U bent hier

Onderneming & Personeel
Vooralsnog geen wettelijke minimumstagevergoeding

Vooralsnog geen wettelijke minimumstagevergoeding

Steeds meer studenten ontvangen een stagevergoeding en cao’s bevatten vaker afspraken over stagevergoedingen. Toch kan én moet het beter, aldus minister Bruins van Onderwijs, Cultuur en Wetenschap (OCW). Een wettelijke minimumstagevergoeding is niet uitgesloten.

Begin 2023 hebben diverse partijen, waaronder het ministerie van OCW, werkgeversorganisaties en mbo-instellingen, zich in het ‘Stagepact MBO 2023-2027’ gecommitteerd aan 50 harde afspraken. Eén van die afspraken gaat over een passende vergoeding voor mbo-stagiairs, die minimaal moet bestaan uit een onkostenvergoeding. Daarnaast maken werkgevers en werknemers zelf afspraken over stagevergoedingen in cao’s of arbeidsvoorwaardenreglementen.
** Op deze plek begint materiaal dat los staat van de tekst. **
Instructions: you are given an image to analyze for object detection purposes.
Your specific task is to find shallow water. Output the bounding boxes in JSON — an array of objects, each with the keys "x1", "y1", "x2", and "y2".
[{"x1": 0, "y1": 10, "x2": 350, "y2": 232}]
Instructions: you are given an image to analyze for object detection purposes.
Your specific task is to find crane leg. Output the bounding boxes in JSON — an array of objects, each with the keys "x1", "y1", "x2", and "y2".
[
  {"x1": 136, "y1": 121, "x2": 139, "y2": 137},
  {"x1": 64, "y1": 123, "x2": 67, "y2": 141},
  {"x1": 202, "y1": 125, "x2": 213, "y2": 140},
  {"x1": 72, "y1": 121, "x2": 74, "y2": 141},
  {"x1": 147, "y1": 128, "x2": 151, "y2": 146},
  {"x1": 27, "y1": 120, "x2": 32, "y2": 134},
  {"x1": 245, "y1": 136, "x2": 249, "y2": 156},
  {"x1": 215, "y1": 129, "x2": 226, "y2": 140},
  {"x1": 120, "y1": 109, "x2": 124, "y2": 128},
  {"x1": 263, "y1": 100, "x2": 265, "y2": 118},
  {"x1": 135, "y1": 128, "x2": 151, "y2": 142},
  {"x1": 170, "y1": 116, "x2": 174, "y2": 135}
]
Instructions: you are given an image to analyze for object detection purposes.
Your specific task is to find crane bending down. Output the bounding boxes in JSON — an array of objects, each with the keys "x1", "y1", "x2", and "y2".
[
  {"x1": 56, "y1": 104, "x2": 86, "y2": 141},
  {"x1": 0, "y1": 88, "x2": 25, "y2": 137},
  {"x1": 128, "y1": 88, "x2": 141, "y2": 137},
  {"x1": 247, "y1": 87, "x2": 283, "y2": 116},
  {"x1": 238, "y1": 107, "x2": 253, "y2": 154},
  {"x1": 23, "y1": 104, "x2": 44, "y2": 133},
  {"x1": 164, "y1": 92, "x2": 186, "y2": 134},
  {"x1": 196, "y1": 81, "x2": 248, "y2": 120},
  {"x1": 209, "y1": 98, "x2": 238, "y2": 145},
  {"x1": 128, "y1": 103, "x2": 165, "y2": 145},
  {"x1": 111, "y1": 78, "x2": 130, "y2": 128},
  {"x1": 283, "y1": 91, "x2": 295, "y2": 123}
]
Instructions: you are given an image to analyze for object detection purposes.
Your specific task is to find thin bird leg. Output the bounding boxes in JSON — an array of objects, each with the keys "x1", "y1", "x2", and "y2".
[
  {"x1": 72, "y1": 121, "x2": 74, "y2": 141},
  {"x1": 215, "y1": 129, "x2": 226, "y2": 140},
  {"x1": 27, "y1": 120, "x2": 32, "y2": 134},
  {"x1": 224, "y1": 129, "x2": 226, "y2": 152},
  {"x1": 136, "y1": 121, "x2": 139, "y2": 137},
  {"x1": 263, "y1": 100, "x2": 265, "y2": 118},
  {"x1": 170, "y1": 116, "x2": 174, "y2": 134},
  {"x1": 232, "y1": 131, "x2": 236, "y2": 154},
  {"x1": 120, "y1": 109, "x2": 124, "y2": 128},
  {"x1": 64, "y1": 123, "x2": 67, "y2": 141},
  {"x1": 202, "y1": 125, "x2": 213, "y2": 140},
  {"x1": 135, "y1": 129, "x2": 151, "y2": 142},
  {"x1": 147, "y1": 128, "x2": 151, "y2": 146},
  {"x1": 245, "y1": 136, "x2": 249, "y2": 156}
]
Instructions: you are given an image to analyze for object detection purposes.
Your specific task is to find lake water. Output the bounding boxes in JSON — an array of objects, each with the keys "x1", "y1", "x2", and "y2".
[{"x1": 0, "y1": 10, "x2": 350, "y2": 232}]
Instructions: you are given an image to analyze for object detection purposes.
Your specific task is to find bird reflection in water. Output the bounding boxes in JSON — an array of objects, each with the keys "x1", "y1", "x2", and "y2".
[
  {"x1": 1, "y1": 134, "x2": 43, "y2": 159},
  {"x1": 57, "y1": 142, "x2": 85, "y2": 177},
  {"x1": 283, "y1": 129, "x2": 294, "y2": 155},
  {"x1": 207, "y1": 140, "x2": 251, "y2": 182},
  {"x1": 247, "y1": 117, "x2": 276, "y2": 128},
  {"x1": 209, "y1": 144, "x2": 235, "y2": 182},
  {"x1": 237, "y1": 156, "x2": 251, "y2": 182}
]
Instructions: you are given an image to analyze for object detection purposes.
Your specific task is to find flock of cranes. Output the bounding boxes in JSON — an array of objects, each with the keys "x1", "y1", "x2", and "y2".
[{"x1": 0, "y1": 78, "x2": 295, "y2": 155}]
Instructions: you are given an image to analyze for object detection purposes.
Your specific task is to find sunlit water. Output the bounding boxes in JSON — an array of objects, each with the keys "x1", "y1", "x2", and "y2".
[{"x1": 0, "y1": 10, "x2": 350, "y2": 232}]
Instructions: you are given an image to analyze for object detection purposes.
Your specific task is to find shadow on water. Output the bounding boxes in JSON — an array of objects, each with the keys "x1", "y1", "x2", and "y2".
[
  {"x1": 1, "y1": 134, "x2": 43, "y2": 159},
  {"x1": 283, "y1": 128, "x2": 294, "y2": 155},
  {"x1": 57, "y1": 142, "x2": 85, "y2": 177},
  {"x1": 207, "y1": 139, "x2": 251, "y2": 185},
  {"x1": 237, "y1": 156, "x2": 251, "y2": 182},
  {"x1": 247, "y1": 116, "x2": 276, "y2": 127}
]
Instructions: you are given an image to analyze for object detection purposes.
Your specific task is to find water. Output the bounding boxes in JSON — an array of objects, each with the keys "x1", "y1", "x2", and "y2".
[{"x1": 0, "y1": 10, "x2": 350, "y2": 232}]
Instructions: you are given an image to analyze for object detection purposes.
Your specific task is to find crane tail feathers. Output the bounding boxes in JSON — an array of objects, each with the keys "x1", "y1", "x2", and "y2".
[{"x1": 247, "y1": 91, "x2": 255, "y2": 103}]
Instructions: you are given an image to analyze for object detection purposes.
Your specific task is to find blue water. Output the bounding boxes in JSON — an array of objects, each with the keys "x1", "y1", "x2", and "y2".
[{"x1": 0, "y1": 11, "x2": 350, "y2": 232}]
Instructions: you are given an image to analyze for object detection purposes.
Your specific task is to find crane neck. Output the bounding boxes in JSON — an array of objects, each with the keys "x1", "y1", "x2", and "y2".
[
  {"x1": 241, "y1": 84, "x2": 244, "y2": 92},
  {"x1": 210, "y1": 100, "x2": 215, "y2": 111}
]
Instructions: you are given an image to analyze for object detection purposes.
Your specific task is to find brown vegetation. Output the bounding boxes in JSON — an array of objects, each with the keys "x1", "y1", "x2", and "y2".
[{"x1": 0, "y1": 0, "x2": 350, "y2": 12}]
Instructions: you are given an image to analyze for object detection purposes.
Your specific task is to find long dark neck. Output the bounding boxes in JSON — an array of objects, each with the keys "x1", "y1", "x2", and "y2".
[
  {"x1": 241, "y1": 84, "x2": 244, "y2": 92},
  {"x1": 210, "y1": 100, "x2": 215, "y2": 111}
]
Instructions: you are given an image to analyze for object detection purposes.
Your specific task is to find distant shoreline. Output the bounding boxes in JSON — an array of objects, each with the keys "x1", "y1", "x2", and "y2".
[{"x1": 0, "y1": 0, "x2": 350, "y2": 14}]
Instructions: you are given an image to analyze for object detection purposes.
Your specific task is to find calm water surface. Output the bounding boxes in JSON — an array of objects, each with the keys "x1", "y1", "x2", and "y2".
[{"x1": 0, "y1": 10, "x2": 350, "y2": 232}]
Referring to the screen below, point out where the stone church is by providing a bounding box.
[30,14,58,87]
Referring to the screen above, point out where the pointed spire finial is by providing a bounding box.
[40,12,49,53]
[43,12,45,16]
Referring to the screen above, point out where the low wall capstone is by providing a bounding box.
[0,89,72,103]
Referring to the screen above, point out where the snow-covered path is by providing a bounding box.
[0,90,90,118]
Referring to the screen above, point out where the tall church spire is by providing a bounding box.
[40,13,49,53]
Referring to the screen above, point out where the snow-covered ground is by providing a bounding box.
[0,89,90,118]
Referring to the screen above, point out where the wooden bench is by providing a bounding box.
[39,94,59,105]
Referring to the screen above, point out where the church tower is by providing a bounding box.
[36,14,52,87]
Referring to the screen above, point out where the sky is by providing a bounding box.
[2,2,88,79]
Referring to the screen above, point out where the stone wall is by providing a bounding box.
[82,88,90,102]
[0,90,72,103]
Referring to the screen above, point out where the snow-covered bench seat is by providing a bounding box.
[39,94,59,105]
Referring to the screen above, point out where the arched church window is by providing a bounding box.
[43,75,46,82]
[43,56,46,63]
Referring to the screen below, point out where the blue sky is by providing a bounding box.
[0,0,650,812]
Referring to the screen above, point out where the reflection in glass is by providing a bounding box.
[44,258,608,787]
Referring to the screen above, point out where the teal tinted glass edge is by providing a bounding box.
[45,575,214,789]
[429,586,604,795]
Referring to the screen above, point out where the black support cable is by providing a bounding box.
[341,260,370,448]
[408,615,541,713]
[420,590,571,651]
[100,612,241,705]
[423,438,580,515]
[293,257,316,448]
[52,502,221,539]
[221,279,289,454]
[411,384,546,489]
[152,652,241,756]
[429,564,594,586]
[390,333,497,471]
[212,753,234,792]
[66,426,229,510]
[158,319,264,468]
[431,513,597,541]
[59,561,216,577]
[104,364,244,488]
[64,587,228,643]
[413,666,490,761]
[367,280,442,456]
Stagevergoeding van € 400 komt het vaakst voor

In een Kamerbrief is minister Bruins voorzichtig positief over de ontwikkelingen van de (afspraken over) stagevergoedingen in 2024. Zo bevatte bijna 17% van de 607 onderzochte cao’s in 2024 afspraken over een stagevergoeding, aanzienlijk meer dan de 10% in 2023. 84 cao’s noemden een concreet bedrag voor een stagevergoeding, bijna een verdubbeling ten opzichte van de 48 een jaar eerder. Deze vergoedingen per maand varieerden tussen de € 150 en € 750, en net als in 2023 kwam € 400 het vaakst voor. Ook wat betreft ‘nivelleringsafspraken’ was 2024 een goed jaar: waar in 2023 nog 11 cao’s voor de stagevergoeding geen onderscheid maakten in opleidingsniveau, was dit aantal in 2024 opgelopen tot 39. Het aantal afspraken over onkostenvergoedingen bleef met 8% wel erg laag.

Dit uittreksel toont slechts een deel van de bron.